Monday, October 22, 2012

Hydrokinetic Technologies - OTEC

The energy from the sun heats the surface water of the ocean. In tropical regions, the surface water can be much warmer than the deep water. This difference can be used to produce electricity. Ocean Thermal Energy Conversion, or OTEC, has the potential to produce more energy than tidal, wave, and wind energy combined, but it is a technology for the future.

The warm surface water is turned into steam under pressure, or used to heat another fluid into a vapor. This steam or vapor spins a turbine to produce electricity. Pumps bring cold deep water to the surface through huge pipes. The cold water cools the steam or vapor, turning it back into liquid form, and the closed cycle begins again. In an open system design, the steam is turned into fresh water, and new surface water is added to the system.

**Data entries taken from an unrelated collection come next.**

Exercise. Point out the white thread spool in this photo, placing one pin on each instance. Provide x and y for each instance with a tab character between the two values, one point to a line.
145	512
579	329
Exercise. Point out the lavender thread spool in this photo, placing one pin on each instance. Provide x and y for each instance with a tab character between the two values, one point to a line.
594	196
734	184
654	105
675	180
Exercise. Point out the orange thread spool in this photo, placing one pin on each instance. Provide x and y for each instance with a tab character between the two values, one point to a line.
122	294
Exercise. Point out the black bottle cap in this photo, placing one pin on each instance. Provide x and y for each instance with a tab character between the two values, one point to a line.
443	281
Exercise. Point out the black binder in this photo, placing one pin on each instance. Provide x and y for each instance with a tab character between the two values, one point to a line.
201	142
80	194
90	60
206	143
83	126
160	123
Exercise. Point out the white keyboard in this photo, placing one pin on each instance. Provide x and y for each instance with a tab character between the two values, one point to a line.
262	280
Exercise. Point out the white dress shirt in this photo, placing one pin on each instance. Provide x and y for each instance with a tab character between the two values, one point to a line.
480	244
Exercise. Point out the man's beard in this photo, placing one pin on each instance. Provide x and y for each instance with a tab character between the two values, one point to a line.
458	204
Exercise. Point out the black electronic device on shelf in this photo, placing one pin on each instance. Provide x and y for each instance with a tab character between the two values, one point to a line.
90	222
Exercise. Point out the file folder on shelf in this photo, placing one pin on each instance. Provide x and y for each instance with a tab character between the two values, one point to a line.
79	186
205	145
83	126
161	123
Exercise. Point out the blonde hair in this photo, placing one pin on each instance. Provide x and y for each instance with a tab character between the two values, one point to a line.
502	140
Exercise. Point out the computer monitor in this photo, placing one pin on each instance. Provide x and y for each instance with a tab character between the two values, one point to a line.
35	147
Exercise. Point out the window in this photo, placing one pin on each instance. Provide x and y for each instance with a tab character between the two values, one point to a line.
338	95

An OTEC system is only about 3 percent efficient. Pumping the water is a giant engineering challenge. In addition, the electricity must be transported to land. OTEC systems work best with a temperature difference of at least 20°C to operate. This limits its use to tropical regions where the surface waters are very warm. Hawaii, with its tropical climate, has experimented with OTEC systems since the 1970s.

Today, there are several experimental OTEC plants, but no big operations. It will probably be 15 to 20 years before the technology is available to produce energy economically from OTEC systems. OTEC will have the potential to produce non-polluting, renewable energy.